# Nach IP-Wechsel der VM SSL_ERROR_RX_RECORD_TOO_LONG



## mbt (3. Dez. 2018)

Hi!

Wir mussten bei zwei VMs (Ubuntu 16.04 LTS) mit ISPConfig 3.1.x kurzfristig die System-IPs in der /etc/network/interfaces ändern. Auf beiden ist ISPConfig auf Port 443 konfiguriert und die DNS A Records sind auch angepasst. Wenn wir nun ins ISPConfig wollen, bekommen wir ein "Beim Verbinden mit xxx.yyy.tld trat ein Fehler auf. SSL hat einen Eintrag erhalten, der die maximal erlaubte Länge überschritten hat. Fehlercode: SSL_ERROR_RX_RECORD_TOO_LONG ".

Die Webs auf den Servern laufen problemlos, auch mit HTTPS. Lediglich das ISPConfig selbst nicht. Wir nutzen hierfür ein gekauftes und gültiges Wildcard-Zertifikat und haben manuell auch an den Apache-Konfigs nichts geändert.

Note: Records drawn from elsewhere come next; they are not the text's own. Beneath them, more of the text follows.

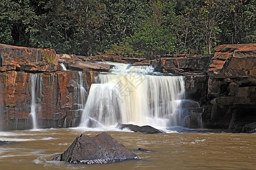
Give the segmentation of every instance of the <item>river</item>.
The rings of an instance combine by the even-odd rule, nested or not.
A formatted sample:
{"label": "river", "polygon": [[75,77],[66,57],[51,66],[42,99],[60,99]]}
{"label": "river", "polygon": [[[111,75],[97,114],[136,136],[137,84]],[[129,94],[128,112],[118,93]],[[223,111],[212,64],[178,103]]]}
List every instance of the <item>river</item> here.
{"label": "river", "polygon": [[[108,131],[140,160],[110,164],[82,165],[49,161],[63,152],[76,137],[101,130],[81,128],[0,132],[1,169],[255,169],[256,134],[206,131],[145,134]],[[138,148],[152,150],[142,152]]]}

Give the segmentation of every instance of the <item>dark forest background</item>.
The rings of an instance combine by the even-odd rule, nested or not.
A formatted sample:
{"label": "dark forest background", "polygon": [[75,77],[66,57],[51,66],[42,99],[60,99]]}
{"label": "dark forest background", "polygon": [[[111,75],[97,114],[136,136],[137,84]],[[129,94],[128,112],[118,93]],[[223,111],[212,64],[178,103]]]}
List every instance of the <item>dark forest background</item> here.
{"label": "dark forest background", "polygon": [[58,53],[210,54],[256,42],[255,0],[1,0],[0,43]]}

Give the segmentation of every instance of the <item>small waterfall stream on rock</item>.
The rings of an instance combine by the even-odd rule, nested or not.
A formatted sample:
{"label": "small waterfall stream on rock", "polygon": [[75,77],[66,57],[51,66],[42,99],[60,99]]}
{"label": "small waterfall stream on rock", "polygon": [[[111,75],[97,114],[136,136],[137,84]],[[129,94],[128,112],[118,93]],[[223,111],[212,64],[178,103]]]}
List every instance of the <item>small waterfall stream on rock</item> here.
{"label": "small waterfall stream on rock", "polygon": [[110,72],[100,73],[92,84],[80,126],[187,126],[183,76],[154,72],[151,66],[109,63],[114,65]]}
{"label": "small waterfall stream on rock", "polygon": [[38,97],[41,94],[41,82],[42,78],[38,74],[30,75],[30,84],[31,86],[31,112],[29,118],[32,118],[32,129],[38,129],[37,114],[40,109],[40,105],[37,104]]}

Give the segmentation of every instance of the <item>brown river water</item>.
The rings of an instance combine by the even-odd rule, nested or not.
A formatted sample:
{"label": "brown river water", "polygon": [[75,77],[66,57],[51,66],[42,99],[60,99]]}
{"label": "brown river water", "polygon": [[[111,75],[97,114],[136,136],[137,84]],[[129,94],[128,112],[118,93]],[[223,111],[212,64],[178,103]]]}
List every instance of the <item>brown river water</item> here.
{"label": "brown river water", "polygon": [[[63,152],[82,129],[0,132],[0,169],[256,169],[256,134],[187,132],[145,134],[108,131],[141,160],[82,165],[49,161]],[[139,147],[154,151],[144,152]]]}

Wo können wir ansetzen? Ich verstehe ehrlich gesagt das Problem dahinter nicht.

Vielen Dank!


----------



## Till (3. Dez. 2018)

Wenn ich mich recht entsinne kommt die Meldung im Browser wenn kein SSL da ist, man also versucht einen http vhost per https zu ererichen. Kontrollier mal die ispconfig.vhost datei und das SSL cert nochmal.


----------



## mbt (3. Dez. 2018)

Hallo Till,

Zertifikat, Key und Bundle sind noch drin in der vhost. Die Dateien sind auch vorhanden und unverändert.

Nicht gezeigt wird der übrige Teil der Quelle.